You may like the songs of Sondheim, Hart and Rodgers, Alan J. Lerner etc. delivered and performed with a touch of theatre and showmanship. VerPlanck doesn't go for either. She sings. She doesn't allow anything to detract from the songs' arrangement and lyrics. It's her simplicity of style which showcases the songs, rather than self promotion.

The songs just kept coming along with the diversity of writers and composers. Kenny Rankin, Benny Carter, Billy Eckstine. However it was the Kurt Weill arrangement, and risque lyrics of Ogden Nash "A Little Touch of Venus," which brought shock and applause in equal measure. VerPlanck decided to give a master class in scat, working up and down her vocal scales as if casually singing in the shower. Another "Whoa" moment.

There is a theme to the set of lost and rejected love. It pops up again with the Fisher/Segal penned "I Keep going Back to Joe's," John Pearce on keyboards not so much tinkers on the keys, but with the heart strings, setting up VerPlanck to deliver the line "Our old waiter knows we are through," still he sets a place for you. Joyous and a tear jerker.

Once I'd discreetly re-pocketed my handkerchief, the mood is lightened with the Rogers and Hart classic "Falling in Love." Paul Morgan on bass is given the opportunity to get expressive. A knowledgeable audience shows their appreciation to his interpretation and arrangement of the song.

"The guys have a chance to stretch out here" announces Verplanck, to which we have riffs, crossovers, solo spots, Bobby Worth on drums in particular connects with a foot-tapping audience. Before the guys stretched out, she closed with "Too Late Now" from the film Royal Wedding, lyrics by Alan J. Lerner, originally performed by Jane Powell. So after two hours on stage, delivering over 20 songs, her timing and diction is as clear and concise as the opening number.

VerPlanck meets with her audience, signing autographs, punters buying CD's, taking selfies and group photographs. For my part, a man scribbling in a notebook always attracts curiosity and opinion. The gist of people's feedback falls into one of two categories:

- "Yes she's great and we get to as many of her gigs as possible when she's in the UK."
- "Yes she's great and before tonight, we've never heard of her."

I'm somewhat embarrassed to admit that up to a fortnight ago, I would have been in category 2. On the plus side, I now have a whole host of back catalogue albums to enjoy.

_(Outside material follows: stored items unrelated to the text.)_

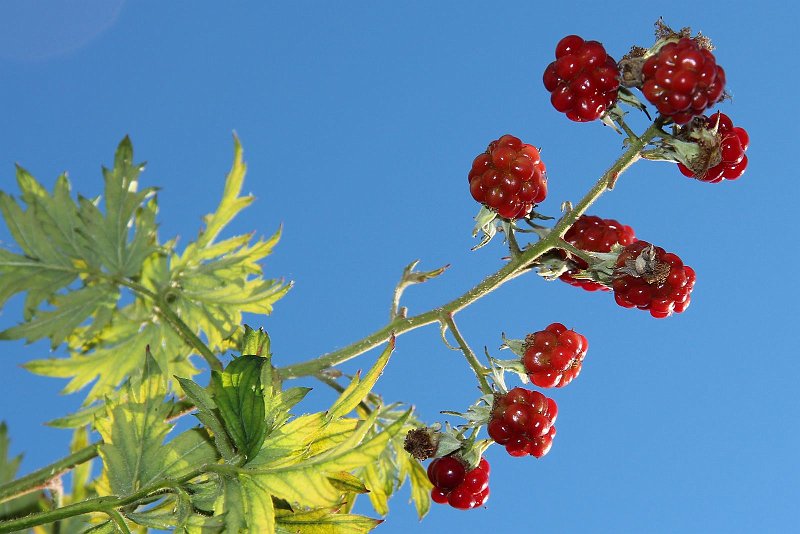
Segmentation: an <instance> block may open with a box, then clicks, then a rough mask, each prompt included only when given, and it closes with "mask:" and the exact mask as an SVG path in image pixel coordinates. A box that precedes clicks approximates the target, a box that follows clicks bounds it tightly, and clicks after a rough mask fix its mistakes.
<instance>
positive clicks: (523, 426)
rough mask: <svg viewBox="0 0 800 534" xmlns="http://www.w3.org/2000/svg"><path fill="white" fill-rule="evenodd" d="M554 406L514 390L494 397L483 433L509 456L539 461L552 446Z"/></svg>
mask: <svg viewBox="0 0 800 534" xmlns="http://www.w3.org/2000/svg"><path fill="white" fill-rule="evenodd" d="M557 416H558V406H556V403H555V401H554V400H553V399H549V398H547V397H545V396H544V395H542V394H541V393H539V392H538V391H532V390H527V389H524V388H519V387H517V388H514V389H512V390H511V391H509V392H508V393H506V394H504V395H503V394H496V395H495V397H494V406H493V407H492V414H491V417H490V419H489V426H488V427H487V431H488V432H489V437H491V438H492V439H493V440H494V441H496V442H497V443H499V444H500V445H505V447H506V451H508V454H510V455H511V456H526V455H531V456H535V457H536V458H541V457H542V456H544V455H545V454H547V451H549V450H550V447H551V446H552V445H553V438H554V437H555V435H556V427H555V426H553V425H554V424H555V422H556V417H557Z"/></svg>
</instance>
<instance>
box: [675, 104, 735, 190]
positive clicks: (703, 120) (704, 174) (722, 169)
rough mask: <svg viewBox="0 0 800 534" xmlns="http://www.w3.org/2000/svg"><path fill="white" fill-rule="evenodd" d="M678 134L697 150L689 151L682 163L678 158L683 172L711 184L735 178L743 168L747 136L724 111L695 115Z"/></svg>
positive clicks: (679, 164) (680, 166)
mask: <svg viewBox="0 0 800 534" xmlns="http://www.w3.org/2000/svg"><path fill="white" fill-rule="evenodd" d="M682 134H683V136H684V137H685V138H686V139H687V140H689V141H694V142H695V143H696V144H697V151H696V152H695V153H692V154H691V156H692V157H691V159H689V158H687V161H686V164H684V163H682V162H680V161H679V162H678V169H679V170H680V171H681V174H683V175H684V176H687V177H689V178H696V179H698V180H700V181H701V182H709V183H712V184H714V183H718V182H721V181H722V180H735V179H737V178H739V177H740V176H741V175H742V174H744V171H745V169H747V156H746V155H745V152H746V151H747V147H748V146H749V145H750V137H749V136H748V135H747V131H746V130H745V129H744V128H741V127H738V126H734V125H733V121H732V120H731V119H730V117H728V116H727V115H725V114H724V113H720V112H717V113H714V114H713V115H711V116H710V117H699V118H697V119H695V120H694V121H692V123H691V124H690V125H688V126H687V128H686V130H685V131H684V132H682ZM679 154H680V152H679Z"/></svg>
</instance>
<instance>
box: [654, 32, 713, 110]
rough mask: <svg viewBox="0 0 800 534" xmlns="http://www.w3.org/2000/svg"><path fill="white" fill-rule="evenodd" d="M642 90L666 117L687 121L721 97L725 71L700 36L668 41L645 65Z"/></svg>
mask: <svg viewBox="0 0 800 534" xmlns="http://www.w3.org/2000/svg"><path fill="white" fill-rule="evenodd" d="M641 88H642V93H643V94H644V96H645V98H647V100H649V101H650V102H651V103H652V104H653V105H655V106H656V108H658V112H659V113H661V115H663V116H664V117H668V118H670V119H672V120H673V121H674V122H675V123H677V124H685V123H687V122H689V121H690V120H692V118H693V117H696V116H698V115H702V114H703V112H704V111H705V110H706V109H708V108H710V107H711V106H713V105H714V104H716V103H717V102H719V101H720V99H721V98H722V97H723V91H724V90H725V71H724V70H723V69H722V67H720V66H719V65H717V61H716V58H715V57H714V54H712V53H711V51H710V50H708V49H707V48H705V47H703V46H701V45H700V44H699V43H698V40H695V39H691V38H689V37H682V38H681V39H680V40H678V41H677V42H675V41H668V42H667V43H666V44H664V45H663V46H662V47H661V48H659V49H658V51H657V52H656V53H655V54H654V55H652V56H650V57H649V58H648V59H647V60H646V61H645V63H644V65H643V66H642V86H641Z"/></svg>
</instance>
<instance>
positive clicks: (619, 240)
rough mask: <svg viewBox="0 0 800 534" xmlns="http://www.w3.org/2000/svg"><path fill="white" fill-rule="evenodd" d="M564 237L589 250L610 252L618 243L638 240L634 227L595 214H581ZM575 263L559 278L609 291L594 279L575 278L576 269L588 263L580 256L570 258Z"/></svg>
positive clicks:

VerPlanck is a rare talent who deserves to be heard by a larger and wider audience. Some things need to change on the marketing and promotion of her future tours that's for sure. For now, no doubt this gig has confirmed what her existing fans have known for years. For those of us who are late to the party, better late than never.

One thing's for sure- Billy would be proud of her performances. I know if I asked "where have you been all my life?" she would say "I've been right here, right here."